No. 7 – Toronto Argonauts
- Position: Running back
- Roster status: Active
- CFL status: American

Personal information
- Born: November 21, 2000 (age 25) Cedar Hill, Texas, U.S.
- Listed height: 5 ft 10 in (1.78 m)
- Listed weight: 242 lb (110 kg)

Career information
- High school: Trinity Christian
- College: Stephen F. Austin Baylor

Career history
- 2026–present: Toronto Argonauts
- Stats at CFL.ca

= Qualan Jones =

American gridiron football player (born 2000)

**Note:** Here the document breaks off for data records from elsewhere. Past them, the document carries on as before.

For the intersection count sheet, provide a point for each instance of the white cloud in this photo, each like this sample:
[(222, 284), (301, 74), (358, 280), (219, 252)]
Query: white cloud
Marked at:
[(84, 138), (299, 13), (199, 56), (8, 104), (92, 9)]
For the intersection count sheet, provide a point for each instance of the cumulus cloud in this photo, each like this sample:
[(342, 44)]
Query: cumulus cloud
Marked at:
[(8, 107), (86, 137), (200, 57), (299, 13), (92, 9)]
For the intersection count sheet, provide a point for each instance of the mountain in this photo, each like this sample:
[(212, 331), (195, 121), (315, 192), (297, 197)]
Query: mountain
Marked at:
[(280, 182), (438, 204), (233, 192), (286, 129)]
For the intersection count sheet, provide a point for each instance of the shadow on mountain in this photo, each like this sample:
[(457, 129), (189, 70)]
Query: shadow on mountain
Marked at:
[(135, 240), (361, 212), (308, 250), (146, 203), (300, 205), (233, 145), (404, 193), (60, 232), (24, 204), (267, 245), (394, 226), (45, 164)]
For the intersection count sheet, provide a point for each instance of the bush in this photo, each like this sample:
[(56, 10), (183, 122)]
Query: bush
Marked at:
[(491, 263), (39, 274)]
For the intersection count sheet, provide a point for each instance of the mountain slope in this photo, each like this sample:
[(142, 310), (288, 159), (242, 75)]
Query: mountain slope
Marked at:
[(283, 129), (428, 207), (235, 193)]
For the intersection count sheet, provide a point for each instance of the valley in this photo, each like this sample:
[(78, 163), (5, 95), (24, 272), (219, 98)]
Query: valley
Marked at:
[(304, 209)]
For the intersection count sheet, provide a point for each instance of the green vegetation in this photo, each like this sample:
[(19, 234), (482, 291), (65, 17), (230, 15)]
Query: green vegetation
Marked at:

Qualan Jones (born November 21, 2000) is an American professional football running back for the Toronto Argonauts of the Canadian Football League (CFL).

==College career==
Jones first played college football for the Baylor Bears from 2019 to 2022 where he played in 30 games and had 139 carries for 689 yards and nine touchdowns. He also caught 37 passes for 192 yards. He then transferred to Stephen F. Austin University to play for the Lumberjacks in 2024 where he played in 10 games and had 147 rush attempts for 798 yards and eight touchdowns along with 13 receptions 80 yards.

==Professional career==
After spending 2025 away from organized football, Jones signed with the Toronto Argonauts on February 17, 2026. Following training camp in 2026 he accepted a practice roster spot to start the season. However, the incumbent starter and fellow rookie, Samuel Hicks, was demoted and Jones made his professional debut on August 22, 2026, against the Hamilton Tiger-Cats, in a backup capacity where he recorded nine carries for 37 yards and three receptions for 28 yards.

==Personal life==
Jones was born to Toya Green and Dion Jones.